Çınar onun söylediklerindeki haklılığı görüyordu. Yine de yanıtı netti. "İstemiyorum."  

"Neden?" 

"Dedim ya istemiyorum. Seni tekrar içeri attırırsa kimse kurtaramaz." 

"Teşekkür ederim. Hiç düşünmediğim bir şeyi söylediniz. Nasıl aklıma gelmedi?” 

“Dalga geçilecek konu değil.” 

“Biliyorum. Çınar bey, ben değil o içeri girecek ve ben bunun için elimden geleni yapacağım." Buna ant içmişti. Yapmadan ölmeyecekti.  

"Azra, lütfen bir şey yapma. Bunca zaman bekledin, biraz daha bekle, ben bir yol bulacağım." 

"Hayır, beklemeyeceğim." 

"Ne kadar inatçısın. Senin o adamın yakınında olduğunu bilmek istemiyorum." 

"O zaman bilmeyin sayın savcım." 

Azra son cümlesinden sonra yerinden kalkıp kapıya doğru yürümüştü ki bir el kolundan tutup durdurdu. 

"Söz dinle Azra. Bekle beni." 

Kolunu çekmeye çalışırken söyleniyordu Azra. "Bunca sene bekledim, artık beklemek için neden göremiyorum. En fazla bir hafta-on gün içinde onun yanında yer alacağım. O gelmezse ben gideceğim. Onun yakınında yeni deliller bulana kadar da her yolu deneyeceğim." 

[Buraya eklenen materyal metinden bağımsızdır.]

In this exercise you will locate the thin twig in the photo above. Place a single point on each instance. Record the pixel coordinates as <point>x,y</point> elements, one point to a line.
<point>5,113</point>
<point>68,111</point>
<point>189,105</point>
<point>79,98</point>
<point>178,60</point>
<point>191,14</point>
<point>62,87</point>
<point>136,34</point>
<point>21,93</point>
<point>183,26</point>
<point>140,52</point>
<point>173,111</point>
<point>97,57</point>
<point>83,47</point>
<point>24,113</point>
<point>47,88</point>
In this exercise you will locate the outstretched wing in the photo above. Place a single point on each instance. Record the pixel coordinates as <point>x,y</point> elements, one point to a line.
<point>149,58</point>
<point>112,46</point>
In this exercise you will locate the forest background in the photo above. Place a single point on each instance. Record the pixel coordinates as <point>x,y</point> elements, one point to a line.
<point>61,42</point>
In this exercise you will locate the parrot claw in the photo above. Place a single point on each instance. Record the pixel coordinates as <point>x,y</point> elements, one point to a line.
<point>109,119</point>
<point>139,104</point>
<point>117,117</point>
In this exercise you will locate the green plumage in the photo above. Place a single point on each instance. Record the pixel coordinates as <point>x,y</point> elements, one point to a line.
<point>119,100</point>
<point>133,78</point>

"Her yolu derken? Hani sevgili değildiniz?" Çınar’ın bakışında ve sesinde bir şeyler vardı. Azra bunu ilk kez fark ediyordu. İşle ilgili değildi bu kez soruşu. Daha erkeksi bir nedenle, sanki kıskanmış gibiydi. Küçük bir test ile bunu anlayabileceğini biliyordu.  

"Olmamamız olmayacağımız anlamına gelmez." 

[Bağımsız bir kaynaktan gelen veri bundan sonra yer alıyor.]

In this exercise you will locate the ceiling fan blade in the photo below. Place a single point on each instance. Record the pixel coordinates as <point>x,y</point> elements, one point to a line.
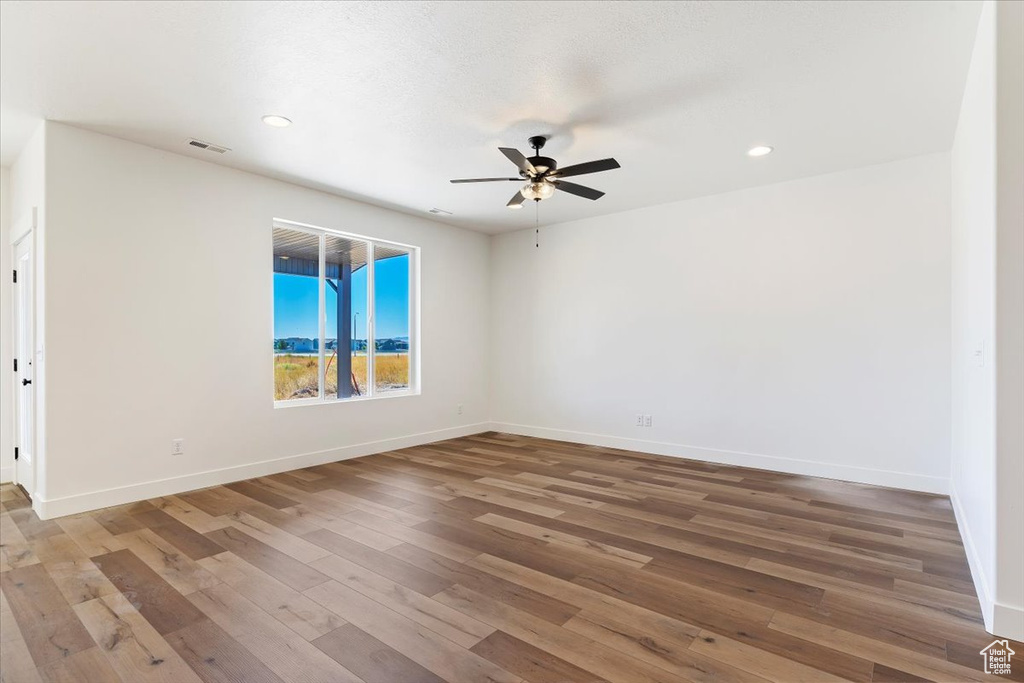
<point>516,158</point>
<point>579,190</point>
<point>586,167</point>
<point>484,179</point>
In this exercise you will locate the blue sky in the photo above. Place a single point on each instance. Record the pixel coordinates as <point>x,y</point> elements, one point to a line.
<point>295,302</point>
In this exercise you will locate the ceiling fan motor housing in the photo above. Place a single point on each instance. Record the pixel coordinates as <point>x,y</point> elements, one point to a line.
<point>542,164</point>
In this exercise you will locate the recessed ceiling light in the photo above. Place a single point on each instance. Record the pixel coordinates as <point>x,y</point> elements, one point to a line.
<point>276,121</point>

"Baban yaşında." Evet işte yine o ton... 

"Yaşlı adamla birlikte olan ilk kadın olmayacağıma göre bu da sorun değil." 

"Azra, bu yolla bilgi almana izin veremem." 

"Neden?" 

"Düşüncesi bile korkunç." 

"Tamam, benim de çok hoşuma gitmiyor ama o adamın hapislerde geberdiğini bilmek için emin olun değer." Kolunu kurtarmıştı ama yine de oradan ayrılmıyordu.  

"Değmez. İnan değmez. Hadi sözümü dinle ve vazgeç. Ben bir yol bulurum." 

"Kaç hafta geçti, bir yol bulundu mu? Hayır! Sadece bekliyoruz. Adam evime, iş yerime hatta gittiğim sinemaya bile birilerini yolladı. Belki burada da adamları var. Ve biz hala bir yol bulacağını sanan savcıyı bekliyoruz. Ben kararımı verdim, bu adamla bir şekilde yüzleşeceğim. Eninde sonunda benim kötü niyetli olmadığıma inanacak. Ve işte o zaman onun sonunu getireceğim." 

"Yapma." 

"Aynı şeyi söylemekten vazgeçin. Bir neden sunmadığınız sürece ben kararımdan dönmeyeceğim." 

"Neden mi lazım? Bu yeterli mi?" Cümlesi bittiğinde bu kez iki kolunu birden tuttu. Şaşkınlıkla bakan genç kadının dudaklarına eğilip öpmeye başladı. Azra, üstündeki o ilk şaşkınlığı atmış, dudaklarını kurtarmaya çalışmak yerine yanıt vermeye başlamıştı. Çınar, onun tepkisinden sonra kollarındaki baskısını hafifletmiş, biraz daha kendisine çekmişti. Artık iki göğüs birbirine yaslanmış, nefessiz kalana kadar öpüşüyordu. Çınar, dudakları ve dişleri ile alt dudağını hapsetmişti. Azra, farkına bile varmadan gözlerini kapatmış, devamını bekliyordu.  

Dakikalar geçmiş ikisi de öpüşmeyi bitirmeyi aklına getirmemişti. Azra ne ara kollarını boynuna doladığını anımsayamıyordu. Çınar'ın elleri belinde, kalçalarında, göğüslerinde geziniyordu.  

Dudaklarını bırakıp hafifçe başını çektiğinde ikisinin de nefesi kesilmişti. Zorlukla soluk alırken sordu. "Daha fazla nedene ihtiyacın var mı?"